Issue with Supervised random forest classification

Good day,

I’m evaluating the Random Forest classification for crop and land cover analysis based on Sen-2 imagery.
The aim is to apply a multi temporal approach including all 13 spectral bands and in addition: ndvi, lai, fapar and fcover.

For now I use 1-c products and select more or less cloud-free scenes.

The Random Forest classification works fine for single image analysis – the trouble starts when I want to use my cloud-masked imagery.

In those cases the Random Forest classification is also executed without any error message – but after a few minutes a result is created where the LabeledClasses Band does not have any classification results (for not cloud masked subsets the processing takes more than 2 h).

Due to the fact that my non-cloud-masked subsets are processed nicely I suspect that I miss something when I apply my cloud mask work flow.

Any advice is highly appreciated.

My work flow is as follows:

1: I create products with a) Idepix cloud masks and b) Biophysical inices:

Running Random Forest classifications on those new products works fine.

(At that stage the Idepix masks are just masks in the Masks folder – but they are not jet applied to the various bands, as far as I understand)

2: I combine all IDEPIX cloud and snow masks to one cloud_mask band:


3: To get a smoother cloud mask I apply a buffer via Raster > Filtered Band… e.g. Maximum 5x5 :


4: I apply the newly created smoothed cloud_mask via Band Maths to all bands I want to include into the Random forest classification:

The following example is indicating that all clouds now have no data value (the image below also includes some training area vectors)

5: The moment I execute Random Forest classification on cloud masked products I get such empty results:


Any advice is highly appreciated !!!

Hello everyone,

I’ve performed RF classification on a S2L2A subset with good results, and then I want to run the same classifier (with same training vectors) on the same subset but with some places masked out. For this, I created a vector file of the areas I want to mask out (urban and golf fields) and used land/sea mask to obtain a new product.

But RF fails with this masked image. I’ve tried modifying pixel values before classification (Nan, 0, -1 and un-selecting No data value) without success.
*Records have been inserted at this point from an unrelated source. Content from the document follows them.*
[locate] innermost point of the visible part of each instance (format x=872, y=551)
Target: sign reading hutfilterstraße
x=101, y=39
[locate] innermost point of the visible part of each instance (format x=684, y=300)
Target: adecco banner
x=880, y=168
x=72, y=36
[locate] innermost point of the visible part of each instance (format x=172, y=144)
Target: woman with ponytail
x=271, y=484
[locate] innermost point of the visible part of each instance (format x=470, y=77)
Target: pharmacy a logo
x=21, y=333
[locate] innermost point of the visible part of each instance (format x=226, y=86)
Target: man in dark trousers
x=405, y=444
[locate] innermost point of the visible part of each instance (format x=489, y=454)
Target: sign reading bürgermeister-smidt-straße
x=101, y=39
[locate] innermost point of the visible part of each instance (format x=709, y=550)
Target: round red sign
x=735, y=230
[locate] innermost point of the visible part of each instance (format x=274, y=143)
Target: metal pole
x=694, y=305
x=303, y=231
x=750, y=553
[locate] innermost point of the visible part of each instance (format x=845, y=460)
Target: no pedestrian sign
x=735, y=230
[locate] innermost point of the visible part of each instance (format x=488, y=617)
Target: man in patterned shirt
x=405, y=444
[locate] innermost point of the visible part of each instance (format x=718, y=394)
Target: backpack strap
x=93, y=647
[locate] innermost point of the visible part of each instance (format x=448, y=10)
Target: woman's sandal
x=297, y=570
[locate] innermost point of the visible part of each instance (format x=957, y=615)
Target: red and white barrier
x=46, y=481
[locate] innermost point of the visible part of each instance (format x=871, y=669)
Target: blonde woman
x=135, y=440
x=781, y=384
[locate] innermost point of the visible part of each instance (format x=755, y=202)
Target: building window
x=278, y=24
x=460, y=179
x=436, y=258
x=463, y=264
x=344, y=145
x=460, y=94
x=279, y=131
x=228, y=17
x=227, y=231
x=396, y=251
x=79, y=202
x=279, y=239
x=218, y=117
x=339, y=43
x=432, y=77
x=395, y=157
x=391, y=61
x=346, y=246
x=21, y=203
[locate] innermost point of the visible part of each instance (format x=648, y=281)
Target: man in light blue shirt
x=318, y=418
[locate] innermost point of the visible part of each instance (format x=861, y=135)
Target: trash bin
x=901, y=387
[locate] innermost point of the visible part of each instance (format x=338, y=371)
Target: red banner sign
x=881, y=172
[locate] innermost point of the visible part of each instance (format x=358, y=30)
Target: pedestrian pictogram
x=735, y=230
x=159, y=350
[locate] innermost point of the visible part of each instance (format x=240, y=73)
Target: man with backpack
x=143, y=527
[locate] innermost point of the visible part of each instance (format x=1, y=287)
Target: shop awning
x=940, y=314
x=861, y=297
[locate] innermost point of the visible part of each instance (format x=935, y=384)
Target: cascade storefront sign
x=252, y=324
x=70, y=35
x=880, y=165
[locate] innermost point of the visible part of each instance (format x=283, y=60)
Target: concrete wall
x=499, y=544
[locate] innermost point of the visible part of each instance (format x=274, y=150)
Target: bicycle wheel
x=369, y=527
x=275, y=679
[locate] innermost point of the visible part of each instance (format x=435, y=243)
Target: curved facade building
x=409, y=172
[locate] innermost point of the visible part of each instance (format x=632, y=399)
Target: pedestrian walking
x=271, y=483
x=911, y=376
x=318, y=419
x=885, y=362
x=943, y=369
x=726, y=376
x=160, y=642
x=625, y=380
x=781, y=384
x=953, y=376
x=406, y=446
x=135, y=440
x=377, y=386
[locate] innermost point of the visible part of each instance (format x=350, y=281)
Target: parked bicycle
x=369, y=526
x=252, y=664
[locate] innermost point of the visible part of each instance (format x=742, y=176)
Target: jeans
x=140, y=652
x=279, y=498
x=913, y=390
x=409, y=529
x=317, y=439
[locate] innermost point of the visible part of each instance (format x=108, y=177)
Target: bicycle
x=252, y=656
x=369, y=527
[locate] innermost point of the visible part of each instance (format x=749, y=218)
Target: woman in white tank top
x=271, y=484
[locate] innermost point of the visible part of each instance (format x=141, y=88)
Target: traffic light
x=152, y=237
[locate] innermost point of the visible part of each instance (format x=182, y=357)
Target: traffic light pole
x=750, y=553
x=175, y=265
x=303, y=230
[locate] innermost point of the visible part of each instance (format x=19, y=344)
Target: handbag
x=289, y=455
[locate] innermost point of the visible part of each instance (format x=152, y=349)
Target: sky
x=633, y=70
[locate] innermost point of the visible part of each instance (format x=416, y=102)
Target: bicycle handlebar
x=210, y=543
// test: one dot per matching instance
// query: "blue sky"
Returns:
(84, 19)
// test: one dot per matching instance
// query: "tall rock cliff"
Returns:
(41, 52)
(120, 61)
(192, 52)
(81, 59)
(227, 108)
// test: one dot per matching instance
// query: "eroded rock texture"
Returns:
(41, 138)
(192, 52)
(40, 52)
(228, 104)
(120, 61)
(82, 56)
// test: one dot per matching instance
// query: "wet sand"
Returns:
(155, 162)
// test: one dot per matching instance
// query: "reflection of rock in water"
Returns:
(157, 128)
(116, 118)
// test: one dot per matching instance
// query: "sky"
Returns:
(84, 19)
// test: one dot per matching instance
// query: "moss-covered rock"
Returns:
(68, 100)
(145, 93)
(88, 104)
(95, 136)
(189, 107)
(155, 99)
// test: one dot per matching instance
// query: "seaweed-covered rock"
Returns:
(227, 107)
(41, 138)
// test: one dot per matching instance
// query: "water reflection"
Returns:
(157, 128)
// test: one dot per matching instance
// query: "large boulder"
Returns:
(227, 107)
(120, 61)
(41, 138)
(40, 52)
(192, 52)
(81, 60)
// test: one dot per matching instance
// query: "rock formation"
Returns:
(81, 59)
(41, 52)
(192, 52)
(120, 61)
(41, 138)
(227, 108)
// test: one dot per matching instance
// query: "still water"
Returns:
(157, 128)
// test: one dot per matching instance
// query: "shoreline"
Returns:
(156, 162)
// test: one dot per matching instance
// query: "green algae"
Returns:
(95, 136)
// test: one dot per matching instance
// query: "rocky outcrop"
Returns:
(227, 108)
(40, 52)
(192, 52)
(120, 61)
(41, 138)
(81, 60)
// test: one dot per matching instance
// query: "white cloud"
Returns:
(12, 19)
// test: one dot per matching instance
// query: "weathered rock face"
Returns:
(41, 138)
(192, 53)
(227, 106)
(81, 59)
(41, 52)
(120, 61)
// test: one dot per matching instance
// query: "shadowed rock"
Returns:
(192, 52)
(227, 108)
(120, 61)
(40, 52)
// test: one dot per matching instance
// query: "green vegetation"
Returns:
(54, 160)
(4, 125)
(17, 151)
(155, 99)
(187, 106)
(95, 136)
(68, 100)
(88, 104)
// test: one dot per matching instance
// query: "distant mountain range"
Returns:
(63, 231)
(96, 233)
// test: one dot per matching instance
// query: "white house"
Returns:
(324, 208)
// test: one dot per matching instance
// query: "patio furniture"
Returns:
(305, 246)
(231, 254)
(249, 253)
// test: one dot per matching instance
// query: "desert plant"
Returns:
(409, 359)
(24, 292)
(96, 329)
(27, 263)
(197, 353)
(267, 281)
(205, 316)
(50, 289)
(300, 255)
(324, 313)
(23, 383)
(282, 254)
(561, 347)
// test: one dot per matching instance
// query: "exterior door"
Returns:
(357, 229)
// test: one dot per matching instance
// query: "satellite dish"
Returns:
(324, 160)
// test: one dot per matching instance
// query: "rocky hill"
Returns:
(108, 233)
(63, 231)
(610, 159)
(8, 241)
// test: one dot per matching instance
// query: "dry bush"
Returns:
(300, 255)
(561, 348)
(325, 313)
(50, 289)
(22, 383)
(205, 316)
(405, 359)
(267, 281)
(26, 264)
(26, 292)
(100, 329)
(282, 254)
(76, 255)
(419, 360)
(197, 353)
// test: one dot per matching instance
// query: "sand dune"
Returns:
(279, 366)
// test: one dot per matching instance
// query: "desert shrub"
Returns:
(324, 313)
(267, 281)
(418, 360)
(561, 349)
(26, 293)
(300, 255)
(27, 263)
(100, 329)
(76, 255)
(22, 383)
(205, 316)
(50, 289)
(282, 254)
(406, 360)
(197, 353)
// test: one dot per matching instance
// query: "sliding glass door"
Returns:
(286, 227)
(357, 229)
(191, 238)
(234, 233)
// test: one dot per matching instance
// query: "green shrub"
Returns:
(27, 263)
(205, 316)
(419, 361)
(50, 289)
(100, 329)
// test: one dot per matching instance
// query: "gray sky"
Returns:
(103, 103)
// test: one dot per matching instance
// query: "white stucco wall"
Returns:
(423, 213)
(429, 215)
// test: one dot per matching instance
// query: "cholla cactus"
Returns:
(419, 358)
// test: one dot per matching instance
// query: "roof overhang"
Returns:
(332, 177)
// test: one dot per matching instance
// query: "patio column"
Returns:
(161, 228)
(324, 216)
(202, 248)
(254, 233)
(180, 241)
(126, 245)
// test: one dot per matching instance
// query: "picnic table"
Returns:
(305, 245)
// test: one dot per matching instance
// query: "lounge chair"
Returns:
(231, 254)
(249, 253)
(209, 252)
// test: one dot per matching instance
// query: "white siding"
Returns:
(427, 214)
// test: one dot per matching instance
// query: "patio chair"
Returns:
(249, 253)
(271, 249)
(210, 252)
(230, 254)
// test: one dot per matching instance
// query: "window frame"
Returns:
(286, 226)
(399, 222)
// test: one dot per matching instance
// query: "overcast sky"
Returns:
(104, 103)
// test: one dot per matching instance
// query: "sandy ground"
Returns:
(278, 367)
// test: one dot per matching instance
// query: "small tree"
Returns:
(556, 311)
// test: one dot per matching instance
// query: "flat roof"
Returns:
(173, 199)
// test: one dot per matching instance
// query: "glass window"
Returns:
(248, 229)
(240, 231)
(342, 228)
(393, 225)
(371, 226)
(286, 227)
I always get an empty image.

Anyone has idea how to solve this?

Thanks in advance,

You could use the vector in the valid pixel expression of the S2 bands to declare these pixels invalid before running the RF classifier.

e.g. if the vector is named golf you enter !=golf in all band properties to have them removed.

Hello Andreas,
I tried with the expressions: !vector_name and B1!=vector_name for each S2 band before classifying, but it still classifies inside the vectors…

On this old post : Missing vectors on vector training box - #31 by Sara.Aparicio i understand they have similar problem, and doesn´t resolve it yet too. Maybe is a soft problem

I solved it by creating new bands in the original S2 image, with the simple expression:
if vector then 0 else Band
So the pixels inside the polygons I do not want to classify get 0 value. Then the classifier worked fine, although there is still an issue because the “masked” pixels are assigned to an existing class.
It was not possible to solve it using the Valid-Pixel Expression in band properties…

Could you again remove the classified pixels with the vector in the end then?

I could do that, but I guess if the classifier includes those pixels, the results will differ. That is why I wanted to remove them before classification.

If they are not part of the training, the results will not change because the classifier only applies the learned rules to the untrained pixels. If some of them don’t contain valid results, you can simply remove them in a post-classification step.

I think they do differ, look at this two results; the one on the left is the classification with the complete image, on the right you can see the classification of the image with pixels masked (before class.) You can notice some differences between them at a glance…

I don’t think that the difference is caused by the masking. Technically, every random forest produces different results, even if you run it twice on the exact same inputs. This is because both subsets of the training data and the raster data are randomly shuffled in each iteration to construct the ruleset. Accordingly, the thresholds to separate the classes can change unless you use a really large number of trees.

How much trees did you use to compute the results?

As default, 10
And yes sure, you are right about the randomness of the random forest :sweat_smile:

You can run the same configuration (with masks) twice to estimate how large the variation between two runs is based on the random sampling. If it is too high for you, simply increase the number of trees which makes the class thresholds more robust.